Bread-and-butter company roll-ups involving entities such as local service businesses and niche brands that aren’t particularly sexy or cutting edge but make money and need capital for expansion and growth.
“Made in America”: as the political desire grows for more goods to be manufactured stateside by American workers, production and even service businesses that make that pledge will find an easier path to needed capital — and may find tax, trade, and other regulatory advantages.
Many companies hit hardest by the pandemic, such as in retail, transportation, and hospitality, are in grave need of capital; such deals could be pegged to longer-term secular trends or might amount to short-term turnarounds or comebacks.
Sound environmental, sustainable, and/or good-governance policies are sometimes in the eye of the beholder, but companies that integrate financial returns with social outcomes should be able to attract investor interest.
Deals driven or underpinned by government policy — including renewables and other aspects of green technologies — should be viewed favorably in a resurrected PE market.
It is impossible to predict the course of the campaign, or the economic leverage the winner (or winners, if the government remains divided) might boast. A change of course in tax policy might not in the end be as far-reaching or complete as Democratic proposals advocate.
The ongoing effects of the coronavirus pandemic are easier to envision, as is their influence on the PE market as we get closer to understanding the virus and perhaps developing a vaccine.
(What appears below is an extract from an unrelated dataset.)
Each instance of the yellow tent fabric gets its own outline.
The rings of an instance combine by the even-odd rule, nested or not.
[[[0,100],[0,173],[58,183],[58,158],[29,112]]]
Private equity cannot remain dormant — there is too much money sitting on the sidelines and too many places where it could do good, helping reverse the terrible economic costs of the pandemic, including bringing large numbers of unemployed back into the workforce and jump-starting consumer spending and other essential activity. Private equity has a role to play in righting the economy and the millions of lives the pandemic has disrupted, and there are lots of places to start.